SACRAMENTO (CN) – Uber drivers and other independent contractors could soon be considered employees and entitled to benefits under legislation approved Wednesday by California lawmakers.
San Diego Assemblywoman Lorena Gonzalez says her bill is a warning shot to rideshare companies and others in the so-called “gig economy” that have avoided providing health and retirement benefits to employees by misclassifying them as contractors.
The Democrat’s measure cleared the Assembly in a 55-11 vote – with just one Republican voting in favor – and advances to the state Senate.
“Big businesses shouldn’t be able to pass their costs on to taxpayers while depriving workers of the labor law protections they are rightfully entitled to,” Gonzalez said in a statement after the floor vote. “This legislation is an important work-in-progress to provide certainty to California’s businesses, provide protections for California’s workers and guard the taxpayers from subsidizing unscrupulous corporations.”
The legislation was born from an important 2018 California Supreme Court ruling in which the court sided with a class of independent delivery drivers who argued they were wrongly denied employment protections.

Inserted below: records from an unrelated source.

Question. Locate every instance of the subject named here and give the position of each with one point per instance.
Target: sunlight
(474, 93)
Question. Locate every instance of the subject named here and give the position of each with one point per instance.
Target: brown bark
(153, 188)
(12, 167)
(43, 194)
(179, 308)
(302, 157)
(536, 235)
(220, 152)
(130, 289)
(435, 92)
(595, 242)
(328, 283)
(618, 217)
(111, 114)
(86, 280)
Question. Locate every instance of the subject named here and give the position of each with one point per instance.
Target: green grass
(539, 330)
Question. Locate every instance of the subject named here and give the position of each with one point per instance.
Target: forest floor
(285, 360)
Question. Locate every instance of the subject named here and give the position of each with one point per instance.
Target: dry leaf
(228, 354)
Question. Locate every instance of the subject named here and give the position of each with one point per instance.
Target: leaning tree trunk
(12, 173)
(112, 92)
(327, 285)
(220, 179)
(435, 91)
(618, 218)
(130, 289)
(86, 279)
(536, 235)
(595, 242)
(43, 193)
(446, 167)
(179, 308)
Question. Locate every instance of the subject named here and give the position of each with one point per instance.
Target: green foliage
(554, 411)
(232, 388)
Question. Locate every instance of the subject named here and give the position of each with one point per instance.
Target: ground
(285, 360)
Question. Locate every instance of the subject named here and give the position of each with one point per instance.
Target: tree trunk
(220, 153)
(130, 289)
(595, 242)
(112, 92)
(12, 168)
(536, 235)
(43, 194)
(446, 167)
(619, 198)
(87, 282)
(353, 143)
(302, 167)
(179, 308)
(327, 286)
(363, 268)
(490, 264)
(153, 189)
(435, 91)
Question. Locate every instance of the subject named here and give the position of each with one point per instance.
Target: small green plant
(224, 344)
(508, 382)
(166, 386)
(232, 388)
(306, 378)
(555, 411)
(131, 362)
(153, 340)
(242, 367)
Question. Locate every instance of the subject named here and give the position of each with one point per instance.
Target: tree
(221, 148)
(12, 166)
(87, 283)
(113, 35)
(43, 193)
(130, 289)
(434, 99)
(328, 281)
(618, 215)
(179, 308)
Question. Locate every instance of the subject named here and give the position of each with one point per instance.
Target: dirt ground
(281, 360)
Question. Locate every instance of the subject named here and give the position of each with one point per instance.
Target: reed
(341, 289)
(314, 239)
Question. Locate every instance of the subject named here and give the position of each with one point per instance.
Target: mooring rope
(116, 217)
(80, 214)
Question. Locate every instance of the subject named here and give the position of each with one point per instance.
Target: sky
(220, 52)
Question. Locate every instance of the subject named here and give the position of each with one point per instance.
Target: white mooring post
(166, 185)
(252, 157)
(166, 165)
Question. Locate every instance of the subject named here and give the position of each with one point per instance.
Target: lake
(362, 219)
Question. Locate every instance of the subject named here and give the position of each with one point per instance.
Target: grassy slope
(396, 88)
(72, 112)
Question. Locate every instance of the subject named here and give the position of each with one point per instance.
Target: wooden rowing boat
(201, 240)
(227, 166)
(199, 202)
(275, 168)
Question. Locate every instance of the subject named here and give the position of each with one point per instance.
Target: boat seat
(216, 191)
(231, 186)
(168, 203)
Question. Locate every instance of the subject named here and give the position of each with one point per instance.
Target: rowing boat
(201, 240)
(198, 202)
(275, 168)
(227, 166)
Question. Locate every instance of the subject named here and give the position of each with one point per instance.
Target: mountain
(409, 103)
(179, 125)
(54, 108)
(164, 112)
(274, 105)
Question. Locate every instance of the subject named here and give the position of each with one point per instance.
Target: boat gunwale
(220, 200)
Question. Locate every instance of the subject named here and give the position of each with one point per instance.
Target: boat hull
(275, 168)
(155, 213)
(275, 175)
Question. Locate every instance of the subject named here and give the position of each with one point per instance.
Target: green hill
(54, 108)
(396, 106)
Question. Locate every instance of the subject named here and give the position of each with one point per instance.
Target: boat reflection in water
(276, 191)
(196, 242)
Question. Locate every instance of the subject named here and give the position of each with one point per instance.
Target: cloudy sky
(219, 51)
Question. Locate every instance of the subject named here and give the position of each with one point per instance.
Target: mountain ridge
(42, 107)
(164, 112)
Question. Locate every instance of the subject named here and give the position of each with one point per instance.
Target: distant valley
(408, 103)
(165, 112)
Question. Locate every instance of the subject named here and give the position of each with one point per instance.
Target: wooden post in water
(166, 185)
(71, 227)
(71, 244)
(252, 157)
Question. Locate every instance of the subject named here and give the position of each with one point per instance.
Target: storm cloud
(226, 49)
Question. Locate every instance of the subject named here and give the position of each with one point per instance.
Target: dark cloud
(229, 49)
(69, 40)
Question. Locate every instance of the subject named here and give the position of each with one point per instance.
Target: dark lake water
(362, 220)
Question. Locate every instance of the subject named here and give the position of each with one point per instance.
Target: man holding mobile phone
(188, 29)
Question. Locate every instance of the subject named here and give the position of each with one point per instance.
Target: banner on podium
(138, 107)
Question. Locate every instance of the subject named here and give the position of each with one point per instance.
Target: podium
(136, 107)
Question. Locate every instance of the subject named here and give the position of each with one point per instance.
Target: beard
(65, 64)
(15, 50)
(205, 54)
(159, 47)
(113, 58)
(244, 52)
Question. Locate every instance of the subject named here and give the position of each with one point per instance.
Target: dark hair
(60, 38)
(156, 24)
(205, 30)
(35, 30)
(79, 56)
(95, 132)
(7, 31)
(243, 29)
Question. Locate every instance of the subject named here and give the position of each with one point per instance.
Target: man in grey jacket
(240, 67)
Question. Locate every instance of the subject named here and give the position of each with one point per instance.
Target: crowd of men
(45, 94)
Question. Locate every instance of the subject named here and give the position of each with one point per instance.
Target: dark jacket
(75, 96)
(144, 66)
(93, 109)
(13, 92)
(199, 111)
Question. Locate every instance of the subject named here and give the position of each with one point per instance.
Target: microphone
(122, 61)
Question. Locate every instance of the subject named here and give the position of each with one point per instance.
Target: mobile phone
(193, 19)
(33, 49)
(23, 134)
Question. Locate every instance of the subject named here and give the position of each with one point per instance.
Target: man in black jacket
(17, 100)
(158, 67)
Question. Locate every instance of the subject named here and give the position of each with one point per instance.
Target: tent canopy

In Dynamex v. Superior Court, the state’s high court ruled that, in order to classify workers as contractors, a company must show it does not directly control the worker, that the work falls outside its usual course of business, and that the worker is “customarily engaged in an independently established trade.” The three prongs have been referred to as the “ABC test,” and this the standard that Gonzalez is attempting to codify in state law through AB 5.

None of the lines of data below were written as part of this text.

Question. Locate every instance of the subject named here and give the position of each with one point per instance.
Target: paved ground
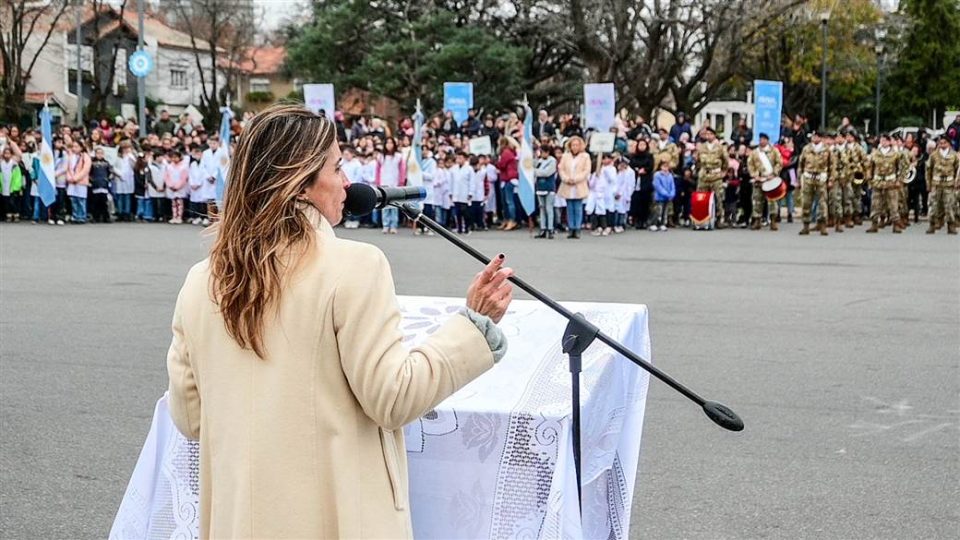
(840, 353)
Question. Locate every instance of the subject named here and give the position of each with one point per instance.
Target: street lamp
(824, 19)
(880, 33)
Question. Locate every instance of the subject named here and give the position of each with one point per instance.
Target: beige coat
(574, 176)
(309, 443)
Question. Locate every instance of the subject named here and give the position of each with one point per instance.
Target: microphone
(363, 198)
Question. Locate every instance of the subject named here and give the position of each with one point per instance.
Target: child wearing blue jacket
(664, 191)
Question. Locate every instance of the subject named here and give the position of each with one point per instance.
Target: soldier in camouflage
(885, 173)
(852, 162)
(711, 166)
(943, 180)
(815, 170)
(835, 186)
(764, 164)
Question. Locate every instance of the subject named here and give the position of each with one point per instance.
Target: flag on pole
(415, 158)
(527, 179)
(224, 153)
(47, 181)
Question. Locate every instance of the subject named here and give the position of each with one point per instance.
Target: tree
(925, 76)
(663, 51)
(104, 58)
(25, 30)
(220, 31)
(405, 50)
(790, 50)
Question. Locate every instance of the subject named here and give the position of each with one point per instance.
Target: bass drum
(702, 210)
(774, 189)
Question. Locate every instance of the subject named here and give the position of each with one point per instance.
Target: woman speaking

Trade groups have been closely watching AB 5, and some of their lobbying efforts have paid off. Gonzalez has agreed to exempt real estate agents, doctors, lawyers, insurance agents and hairstylists from her bill. But she has refused to do the same for rideshare or truck drivers, meaning companies like Uber and Lyft would have to comply with AB 5 if it is approved by the Senate and Governor Gavin Newsom.
Critics have argued that the sweeping bill would force some companies to trash successful business models or potentially flee the Golden State.
New Jersey, Massachusetts and Connecticut use the ABC test to determine employee status, and nearly 30 states use it when determining unemployment insurance eligibility, according to the bill’s legislative analysis.
Earlier this month, the Ninth Circuit ruled that the Dynamex order applies retroactively before the April 2018 ruling, setting up more legal battles between contractors and their employers.
The bill has received heavy support from labor unions, but many trade groups are still on the fence as they continue to press Gonzalez for exemptions.
The Service Employees International Union California, which represents 700,000 people, chalked Wednesday’s vote as a major win for “hard-working Californians.” In the Dynamex case, the state estimated that misclassification costs the state $7 billion annually.
“Today, we applaud the California state Assembly for standing by working people and sending a strong message that our state won’t devalue the California Dream by allowing unscrupulous employers to misclassify workers, shortchange their families of wages and benefits and undercut public services,” said David Huerta, the union’s president.